# Time Series Final Project
## News Articles EDA
In the following part, we will focus on obtaining sentiment scores for news articles centered around technology topics. More specifically, we would like to focus on articles mentioning companies that are captured under the MiraeAsset TIGER US Tech Top10 INDXX (https://www.bloomberg.com/quote/381170:KS#xj4y7vzkg)

Companies under the index are:
* Microsoft Corp. MSFT:US.
* Apple Inc. AAPL:US. 1.3579M.
* Alphabet Inc. GOOGL:US. 1.9099M.
* Amazon.com Inc. AMZN:US.
* NVIDIA Corp. NVDA:US.
* Meta Platforms Inc. META:US.
* Tesla Inc. TSLA:US. 402.9600K.
* Broadcom Inc. AVGO:US. 60.7200K.

In [1]:
import pandas as pd

from transformers import pipeline
sentiment_analysis = pipeline("sentiment-analysis",model="siebert/sentiment-roberta-large-english")
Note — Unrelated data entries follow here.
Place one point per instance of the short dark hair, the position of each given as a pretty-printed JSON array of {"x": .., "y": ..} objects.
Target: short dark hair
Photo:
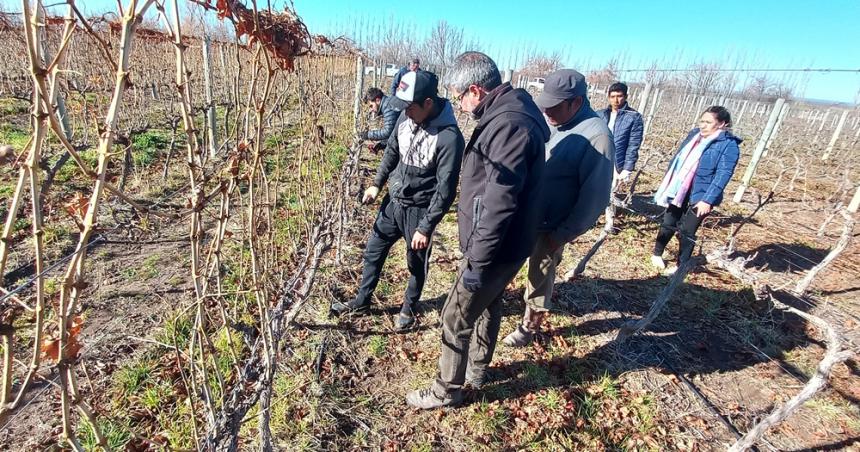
[
  {"x": 618, "y": 87},
  {"x": 373, "y": 94},
  {"x": 474, "y": 68},
  {"x": 720, "y": 113}
]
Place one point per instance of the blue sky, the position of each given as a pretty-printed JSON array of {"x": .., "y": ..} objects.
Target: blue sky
[{"x": 759, "y": 33}]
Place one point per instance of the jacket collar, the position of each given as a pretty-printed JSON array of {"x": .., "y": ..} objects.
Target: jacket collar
[
  {"x": 486, "y": 103},
  {"x": 585, "y": 112}
]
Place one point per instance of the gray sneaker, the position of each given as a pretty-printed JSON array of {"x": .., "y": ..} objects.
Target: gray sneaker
[
  {"x": 476, "y": 378},
  {"x": 425, "y": 399},
  {"x": 404, "y": 322}
]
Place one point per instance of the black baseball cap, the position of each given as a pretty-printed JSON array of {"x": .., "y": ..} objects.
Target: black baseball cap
[
  {"x": 415, "y": 86},
  {"x": 560, "y": 86}
]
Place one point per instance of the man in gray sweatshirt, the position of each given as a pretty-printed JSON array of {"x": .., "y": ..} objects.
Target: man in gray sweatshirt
[{"x": 577, "y": 181}]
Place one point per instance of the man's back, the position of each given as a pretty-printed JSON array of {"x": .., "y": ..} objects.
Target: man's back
[
  {"x": 578, "y": 175},
  {"x": 501, "y": 177}
]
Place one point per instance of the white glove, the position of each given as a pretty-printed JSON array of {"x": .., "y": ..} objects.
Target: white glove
[{"x": 370, "y": 195}]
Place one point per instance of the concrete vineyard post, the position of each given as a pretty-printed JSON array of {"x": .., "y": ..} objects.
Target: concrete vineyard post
[
  {"x": 835, "y": 136},
  {"x": 776, "y": 127},
  {"x": 643, "y": 102},
  {"x": 759, "y": 149},
  {"x": 741, "y": 114},
  {"x": 854, "y": 205},
  {"x": 657, "y": 96},
  {"x": 211, "y": 136}
]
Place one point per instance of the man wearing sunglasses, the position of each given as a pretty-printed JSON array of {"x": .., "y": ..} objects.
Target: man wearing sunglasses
[
  {"x": 421, "y": 165},
  {"x": 497, "y": 217}
]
Xformers is not installed correctly. If you want to use memorry_efficient_attention to accelerate training use the following command to install Xformers
pip install xformers.


In [2]:
df_news = pd.read_parquet('https://storage.googleapis.com/msca-bdp-data-open/news_final_project/news_final_project.parquet', engine='pyarrow')

In [3]:
df_news.head()

Unnamed: 0,url,date,language,title,text
0,http://en.people.cn/n3/2021/0318/c90000-983012...,2021-03-18,en,Artificial intelligence improves parking effic...,\n\nArtificial intelligence improves parking e...
1,http://newsparliament.com/2020/02/27/children-...,2020-02-27,en,Children With Autism Saw Their Learning and So...,\nChildren With Autism Saw Their Learning and ...
2,http://www.dataweek.co.za/12835r,2021-03-26,en,"Forget ML, AI and Industry 4.0 – obsolescence ...","\n\nForget ML, AI and Industry 4.0 – obsolesce..."
3,http://www.homeoffice.consumerelectronicsnet.c...,2021-03-10,en,Strategy Analytics: 71% of Smartphones Sold Gl...,\n\nStrategy Analytics: 71% of Smartphones Sol...
4,http://www.itbusinessnet.com/2020/10/olympus-t...,2020-10-20,en,Olympus to Support Endoscopic AI Diagnosis Edu...,\n\nOlympus to Support Endoscopic AI Diagnosis...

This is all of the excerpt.